I have returned from the Insolvency Service's (IS) one day Insolvency Rules Modernisation Stakeholder Conference at their Bloomsbury Street headquarters. The event was a great success and was particularly noteworthy for the wide participation of, inter alia, Insolvency Practitioners (IPs), solicitors, barristers and academics as well as other interested parties. On the academic front the attendees included Professor Sir Roy Goode QC, Professor Len Sealy, Professor David Milman, Professor Andrew Keay, Professor Adrian Walters, Dr Sandra Frisby and your faithful correspondent! The event was introduced by Mr Ian Lucas MP, the minister at BIS with responsibility for the IS. There then followed three presentations. The first was by Mr Stephen Leinster. He concentrated on the rules modernisation project overview, discussion of e-communications and use of websites themes. Mr Tom Phillips then addressed meetings, remuneration, reporting and pre-administration expenses. The Reverend Mark Smith, a BIS lawyer who is also in charge of implementing the Easter Act 1929 on the standardisation of Easter dates (as Smith noted his title might alternatively have included the terms 'death' and 'resurrection') then completed the day with a discussion of authentication, transmission of forms and other documents and the future of forms. A question and answer session then followed.

In my view a key theme of all of the presentations was an increase in the use of information techonolgy in relation to the modernisation of what will become the Insolvency Rules 2011 (in due course following a partial update in 2010). Both Leinster and Phillips, of the Insolvency Service's policy team, dwelt at length on the use of computer based technologies as the future of insolvency administration in the context of the new insolvency rules. They went so far as to mention virtual meetings, twitter and even holograms (pictured). As Leinster noted this is part of a push towards, "greening insolvency policy" and "trying to achieve greater creditor engagement." Whilst "holographical meetings" may be quite some way off this movement towards greater use of IT is to be welcomed. PWC's Lehman Brothers' website is an excellent example of the sort of information sharing tool that can be utilised to provide information to creditors.

I do think some caution has to be exercised in relation to the use of information technologies especially when one considers the notion of e-poverty, as recently discussed in Ms Martha Lane-Fox's report on Digital Inclusion. She noted that some 10 million people in the United Kingdom have never used the internet. Reverend Smith's contention that, "we all google all the time" is perhaps not borne out by these statistics. Caution must be exercised in this area. All of the speakers did mention the permissive nature of the new paperless reforms, i.e. paper use will be maintained in the short term. This is a very progressive step by the policy makers and ludites should beware! One commentator in the audience did raise the question of incription and digital security. I do not think the answer given sufficiently dealt with the query. It is hoped that this area will be thoroughly addressed.

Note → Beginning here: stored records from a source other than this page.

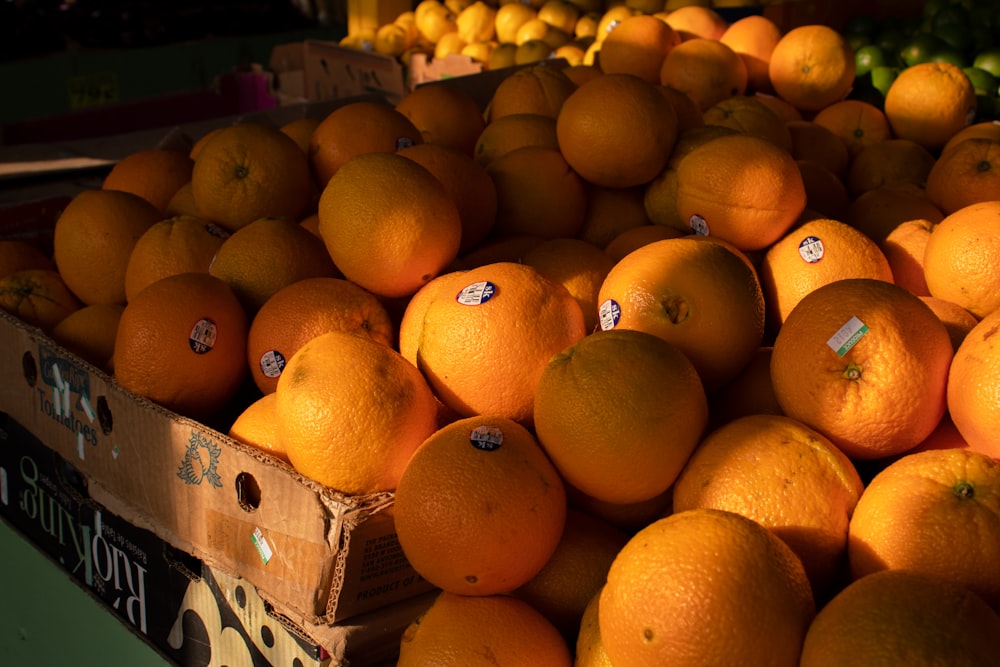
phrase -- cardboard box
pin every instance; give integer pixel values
(189, 611)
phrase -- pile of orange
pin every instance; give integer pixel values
(631, 345)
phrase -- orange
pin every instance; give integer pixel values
(611, 211)
(514, 131)
(468, 183)
(889, 161)
(503, 321)
(463, 631)
(353, 430)
(784, 475)
(753, 38)
(636, 237)
(957, 320)
(93, 239)
(617, 130)
(388, 223)
(637, 46)
(614, 455)
(929, 102)
(812, 66)
(267, 254)
(897, 615)
(17, 255)
(575, 572)
(972, 400)
(178, 244)
(90, 333)
(747, 114)
(539, 89)
(814, 254)
(537, 193)
(696, 21)
(445, 115)
(917, 509)
(181, 343)
(256, 426)
(749, 393)
(826, 194)
(357, 127)
(877, 212)
(155, 174)
(479, 509)
(249, 171)
(580, 266)
(683, 290)
(904, 248)
(706, 70)
(967, 173)
(865, 363)
(857, 122)
(962, 258)
(741, 189)
(818, 143)
(304, 309)
(38, 297)
(748, 581)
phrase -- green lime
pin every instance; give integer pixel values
(867, 57)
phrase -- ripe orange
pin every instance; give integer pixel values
(812, 66)
(38, 297)
(857, 122)
(865, 363)
(967, 173)
(575, 572)
(445, 115)
(889, 161)
(748, 581)
(266, 255)
(353, 430)
(178, 244)
(962, 257)
(257, 426)
(916, 510)
(753, 38)
(682, 290)
(304, 309)
(514, 131)
(784, 475)
(706, 70)
(539, 89)
(898, 615)
(249, 171)
(580, 266)
(929, 102)
(468, 183)
(479, 509)
(388, 223)
(93, 239)
(354, 128)
(972, 386)
(181, 342)
(637, 46)
(155, 174)
(814, 254)
(741, 189)
(503, 321)
(617, 130)
(614, 455)
(89, 333)
(464, 631)
(537, 193)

Ludites might rest easy however in relation to the above IT focused reforms, particularly in the context of forms. From an answer given by a Companies House representative, it seems as if that body will not be turning its attention to the creation of the new documents until some time in 2012. Is this another example of a lack of joined up thinking between government departments? The delay in introducing any farsighted reforms to the insolvency laws, due to another agency's delay, is to be lamented. In terms of creditor consent to communicate via electronic form one barrister respondent pointed out an interesting anomaly, namely, that this consent was required in writing (i.e. on paper). This is indeed a retrograde step especially when viewed against a backdrop of companies which are currently of a class that only communicates by digital means.

Another main area of discussion was raised by Professor Sealy. He queried whether or not the new rules would have retrospective effect. Answers from the policy team seemed to indicate that they would have retrospective effect, except in the case of remuneration. There were a couple of amusing moments throughout the day (not just relating to Easter dating), particularly when Professor Goode was asked whether he was bidding for the chair position of any new Cork type root and branch reform of the insolvency laws! This jest came about due to the learned professor querying whether the IS had been sufficiently imaginative and far reaching in their approach to the reform of the rules. There is no doubt that the IS have been imaginative with their proposed use of IT (holograms and such like). Whether or not too much time has been spent on these issues, as opposed to an examination of the sort of issues Professor Goode raised, is perhaps one charge that some commentators might level.